Early on in Lukas Moodysson’s We Are the Best!, four young girls sit at a table doing homework. Two of them have long hairstyles and are dressed in generically feminine colors, while to their left are Klara (Mira Grosin) and Bobo (Mira Barkhammer), a more boyishly styled pair. Confronted with Klara’s roguish mohawk and Bobo’s shaggy, self-inflicted spikes, the first two start needling their classmates: “Punk’s dead, didn’t you know that?”
It’s 1982, and the punk movement is indeed winding down in Sweden. But We Are the Best! really isn’t about whether or not punk is dead, or even about resurrecting specific punk ideals. In response to this jab, Klara and Bobo are annoyed, but dismiss it pretty neatly — Klara in particular is more concerned about the dangers of nuclear energy than debating popular culture. And that’s why this film is such a sweet, magnanimous coming-of-age tale: though it gives voice to the teenage characters’ narrow and sometimes frivolous passions, it never makes them a stand-in for any larger agenda.
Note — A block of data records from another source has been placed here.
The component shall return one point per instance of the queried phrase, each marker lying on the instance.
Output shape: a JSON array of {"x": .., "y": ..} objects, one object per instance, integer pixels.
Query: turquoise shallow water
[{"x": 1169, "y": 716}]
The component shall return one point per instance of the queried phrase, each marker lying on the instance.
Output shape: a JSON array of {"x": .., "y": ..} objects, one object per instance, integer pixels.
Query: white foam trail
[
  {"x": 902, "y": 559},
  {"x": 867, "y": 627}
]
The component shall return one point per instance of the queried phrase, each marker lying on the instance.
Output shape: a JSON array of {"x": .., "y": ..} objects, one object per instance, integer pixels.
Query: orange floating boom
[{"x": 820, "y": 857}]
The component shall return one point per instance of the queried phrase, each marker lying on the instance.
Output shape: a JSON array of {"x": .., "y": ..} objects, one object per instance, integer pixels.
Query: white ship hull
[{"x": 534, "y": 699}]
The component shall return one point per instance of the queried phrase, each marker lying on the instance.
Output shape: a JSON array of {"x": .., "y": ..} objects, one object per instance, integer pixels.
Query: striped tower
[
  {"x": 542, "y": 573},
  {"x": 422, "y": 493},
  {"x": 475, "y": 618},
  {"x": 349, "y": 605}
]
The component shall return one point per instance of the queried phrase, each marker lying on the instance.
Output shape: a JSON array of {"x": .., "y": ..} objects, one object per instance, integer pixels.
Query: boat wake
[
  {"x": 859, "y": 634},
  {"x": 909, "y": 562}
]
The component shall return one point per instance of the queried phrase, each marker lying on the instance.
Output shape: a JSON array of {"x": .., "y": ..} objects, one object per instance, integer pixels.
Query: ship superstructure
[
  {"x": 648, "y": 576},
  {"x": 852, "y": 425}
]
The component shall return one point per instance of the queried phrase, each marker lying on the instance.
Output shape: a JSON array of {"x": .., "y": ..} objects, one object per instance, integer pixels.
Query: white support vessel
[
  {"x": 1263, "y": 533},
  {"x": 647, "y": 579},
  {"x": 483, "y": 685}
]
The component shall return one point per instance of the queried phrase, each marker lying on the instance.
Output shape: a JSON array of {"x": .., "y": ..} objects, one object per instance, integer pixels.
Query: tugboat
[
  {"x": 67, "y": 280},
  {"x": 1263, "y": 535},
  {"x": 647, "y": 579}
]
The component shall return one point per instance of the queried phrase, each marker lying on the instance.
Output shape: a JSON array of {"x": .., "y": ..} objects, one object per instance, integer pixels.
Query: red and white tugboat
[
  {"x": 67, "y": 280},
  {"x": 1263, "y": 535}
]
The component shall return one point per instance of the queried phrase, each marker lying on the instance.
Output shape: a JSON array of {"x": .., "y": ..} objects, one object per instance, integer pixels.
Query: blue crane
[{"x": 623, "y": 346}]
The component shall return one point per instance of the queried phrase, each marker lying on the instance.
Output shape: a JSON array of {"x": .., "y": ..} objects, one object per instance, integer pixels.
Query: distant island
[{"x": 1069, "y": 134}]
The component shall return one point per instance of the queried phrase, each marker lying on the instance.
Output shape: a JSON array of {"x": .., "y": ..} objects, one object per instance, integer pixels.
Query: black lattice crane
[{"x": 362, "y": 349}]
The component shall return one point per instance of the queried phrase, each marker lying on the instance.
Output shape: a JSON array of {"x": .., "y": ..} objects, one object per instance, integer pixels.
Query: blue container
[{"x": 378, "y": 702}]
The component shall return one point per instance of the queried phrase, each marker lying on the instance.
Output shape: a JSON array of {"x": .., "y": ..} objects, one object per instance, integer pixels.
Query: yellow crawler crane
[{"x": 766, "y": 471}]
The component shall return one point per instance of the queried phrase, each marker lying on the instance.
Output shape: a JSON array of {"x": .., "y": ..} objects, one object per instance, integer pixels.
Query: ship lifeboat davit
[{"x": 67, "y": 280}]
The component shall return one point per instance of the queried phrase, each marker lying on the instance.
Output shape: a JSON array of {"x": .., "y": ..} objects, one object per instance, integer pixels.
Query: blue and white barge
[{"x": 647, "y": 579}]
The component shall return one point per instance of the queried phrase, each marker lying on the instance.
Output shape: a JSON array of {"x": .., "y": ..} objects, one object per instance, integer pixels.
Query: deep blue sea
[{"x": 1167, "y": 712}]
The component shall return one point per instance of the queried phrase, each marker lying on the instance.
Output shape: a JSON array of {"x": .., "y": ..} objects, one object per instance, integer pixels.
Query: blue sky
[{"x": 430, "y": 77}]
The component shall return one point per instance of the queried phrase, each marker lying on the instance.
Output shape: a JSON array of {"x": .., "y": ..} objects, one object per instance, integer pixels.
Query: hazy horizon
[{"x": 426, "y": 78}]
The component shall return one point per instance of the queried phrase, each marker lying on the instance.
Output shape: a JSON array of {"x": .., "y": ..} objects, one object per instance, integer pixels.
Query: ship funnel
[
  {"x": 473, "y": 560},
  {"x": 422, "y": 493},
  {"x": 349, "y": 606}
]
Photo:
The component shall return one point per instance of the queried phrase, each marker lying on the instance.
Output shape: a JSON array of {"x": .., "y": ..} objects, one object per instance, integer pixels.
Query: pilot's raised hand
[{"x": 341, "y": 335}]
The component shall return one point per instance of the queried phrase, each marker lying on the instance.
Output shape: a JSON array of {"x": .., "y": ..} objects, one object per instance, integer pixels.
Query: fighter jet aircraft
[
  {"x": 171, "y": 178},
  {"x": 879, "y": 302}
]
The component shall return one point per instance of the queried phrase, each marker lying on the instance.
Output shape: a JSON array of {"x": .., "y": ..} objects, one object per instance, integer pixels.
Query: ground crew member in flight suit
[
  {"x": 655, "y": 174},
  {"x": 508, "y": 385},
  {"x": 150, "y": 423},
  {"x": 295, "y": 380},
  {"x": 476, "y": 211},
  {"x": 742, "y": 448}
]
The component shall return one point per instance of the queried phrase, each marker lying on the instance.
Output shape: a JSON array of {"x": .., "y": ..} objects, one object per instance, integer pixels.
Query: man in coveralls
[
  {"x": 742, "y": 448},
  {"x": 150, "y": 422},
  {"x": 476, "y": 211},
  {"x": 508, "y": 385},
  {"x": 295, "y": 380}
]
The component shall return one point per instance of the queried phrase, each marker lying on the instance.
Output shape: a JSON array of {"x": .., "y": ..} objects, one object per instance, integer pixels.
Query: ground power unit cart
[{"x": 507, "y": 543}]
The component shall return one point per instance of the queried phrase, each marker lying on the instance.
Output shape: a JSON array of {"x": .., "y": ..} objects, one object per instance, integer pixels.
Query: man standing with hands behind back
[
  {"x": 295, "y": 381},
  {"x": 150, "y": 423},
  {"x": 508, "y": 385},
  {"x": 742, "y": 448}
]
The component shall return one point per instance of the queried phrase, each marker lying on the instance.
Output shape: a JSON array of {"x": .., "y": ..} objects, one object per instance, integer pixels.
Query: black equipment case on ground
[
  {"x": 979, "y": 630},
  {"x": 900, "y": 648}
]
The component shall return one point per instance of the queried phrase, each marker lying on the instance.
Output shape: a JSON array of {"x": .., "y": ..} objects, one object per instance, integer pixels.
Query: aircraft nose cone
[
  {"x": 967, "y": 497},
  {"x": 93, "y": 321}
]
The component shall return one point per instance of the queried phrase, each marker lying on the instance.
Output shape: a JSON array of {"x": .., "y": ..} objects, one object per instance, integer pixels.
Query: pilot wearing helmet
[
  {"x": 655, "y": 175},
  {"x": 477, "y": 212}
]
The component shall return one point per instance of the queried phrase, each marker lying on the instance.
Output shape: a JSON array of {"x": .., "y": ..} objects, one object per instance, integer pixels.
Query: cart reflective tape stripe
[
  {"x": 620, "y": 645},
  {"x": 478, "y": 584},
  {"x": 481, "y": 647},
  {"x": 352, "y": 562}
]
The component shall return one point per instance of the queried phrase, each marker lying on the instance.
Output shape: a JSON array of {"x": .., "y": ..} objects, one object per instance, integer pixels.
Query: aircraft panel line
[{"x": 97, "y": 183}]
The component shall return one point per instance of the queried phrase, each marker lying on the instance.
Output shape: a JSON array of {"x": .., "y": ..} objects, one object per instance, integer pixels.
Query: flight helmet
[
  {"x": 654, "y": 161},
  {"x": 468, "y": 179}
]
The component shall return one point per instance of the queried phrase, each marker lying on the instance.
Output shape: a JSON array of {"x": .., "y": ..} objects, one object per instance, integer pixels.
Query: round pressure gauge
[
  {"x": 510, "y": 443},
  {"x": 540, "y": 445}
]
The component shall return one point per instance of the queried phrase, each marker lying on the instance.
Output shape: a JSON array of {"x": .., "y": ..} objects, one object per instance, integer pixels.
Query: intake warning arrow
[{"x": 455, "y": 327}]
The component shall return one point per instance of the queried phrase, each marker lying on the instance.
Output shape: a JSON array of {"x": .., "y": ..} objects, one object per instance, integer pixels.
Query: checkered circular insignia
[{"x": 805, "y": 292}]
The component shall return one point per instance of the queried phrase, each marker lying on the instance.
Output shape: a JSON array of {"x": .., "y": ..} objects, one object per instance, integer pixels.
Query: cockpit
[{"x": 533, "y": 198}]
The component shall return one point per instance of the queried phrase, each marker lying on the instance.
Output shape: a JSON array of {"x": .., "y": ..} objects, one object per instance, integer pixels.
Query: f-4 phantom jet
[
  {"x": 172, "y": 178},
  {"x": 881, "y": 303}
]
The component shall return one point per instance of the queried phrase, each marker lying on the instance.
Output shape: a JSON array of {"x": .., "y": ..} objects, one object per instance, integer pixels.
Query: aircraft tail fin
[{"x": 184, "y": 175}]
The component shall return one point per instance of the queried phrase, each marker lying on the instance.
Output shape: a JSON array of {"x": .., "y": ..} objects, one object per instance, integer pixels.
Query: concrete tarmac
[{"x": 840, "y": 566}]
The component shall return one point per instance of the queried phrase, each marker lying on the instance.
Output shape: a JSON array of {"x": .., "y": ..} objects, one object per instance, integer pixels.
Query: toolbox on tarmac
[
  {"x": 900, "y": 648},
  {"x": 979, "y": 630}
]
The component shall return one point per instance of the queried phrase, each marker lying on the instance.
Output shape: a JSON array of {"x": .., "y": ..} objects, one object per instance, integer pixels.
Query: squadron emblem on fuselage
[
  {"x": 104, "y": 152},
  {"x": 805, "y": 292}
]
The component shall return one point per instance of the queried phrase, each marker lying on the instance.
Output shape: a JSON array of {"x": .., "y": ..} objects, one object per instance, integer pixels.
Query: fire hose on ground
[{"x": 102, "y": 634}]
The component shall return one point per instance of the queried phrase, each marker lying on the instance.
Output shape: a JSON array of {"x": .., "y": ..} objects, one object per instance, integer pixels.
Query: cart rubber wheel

The story follows Klara, Bobo, and a new friend named Hedvig (Liv LeMoyne), who they corral for her guitar-playing ability, in their quest to start a band. The girls model some of their tastes after their heroes, and the film includes a fair amount of music from real-life Swedish punk bands like Ebba Grön and KSMB. But their ideas are their own, and their battles appropriately small in scale: their magnum opus, a slowly perfected and irresistibly catchy song (it ends up being the only one in their repertoire) called “Hate the Sport,” takes aim at the mindlessness of organized sports, but is really a diatribe against the girls’ overly militant gym teacher, who makes Bobo run laps when she passes the ball to the opposite team.
We Are the Best! is adapted from a graphic novel written by Moodysson’s wife Coco based on her own experiences (in a recent Q&A at BAMcinematek, Moodysson said that he changed the main character’s name from Coco to Bobo so the film wouldn’t feel so “incestuous.”) It’s a notably happier film than most of Moodysson’s past work, which includes the grim Lilya 4-Ever, but it once again showcases his way with young actors and his sensitivity to the pangs and delights of adolescence. All three leads are fantastic, embodying the girls’ differing approaches to fitting in, dealing with family, and the knotty topics of politics and religion — Klara is a brash atheist, while Hedvig is soft-spoken and privately spiritual. A band is the perfect metaphor for the increasing symbiosis of their friendship, as they learn to respect their differences and stand together through encounters with parents, rival bands, and the inevitable attentions of boys.
Actually, Bobo, Klara, and Hedvig are so entertaining that Moodysson’s hand feels nearly invisible — the film simply rushes by on the heels of its protagonists. At the same time, it’s hard to imagine We Are the Best! without Moodysson’s particular sense of humor, which is both respectful and playful towards ideas of loyalty, musicianship, and fandom. Towards the end, we get to see Hedvig calmly mediate a conflict between Bobo and Klara; soon after, the band forms a united front against a hostile audience whose ire is undeterred by the fact that they’re yelling at three 13-year-old girls. It’s a thrilling and hilarious culmination to an uncommonly open-hearted film.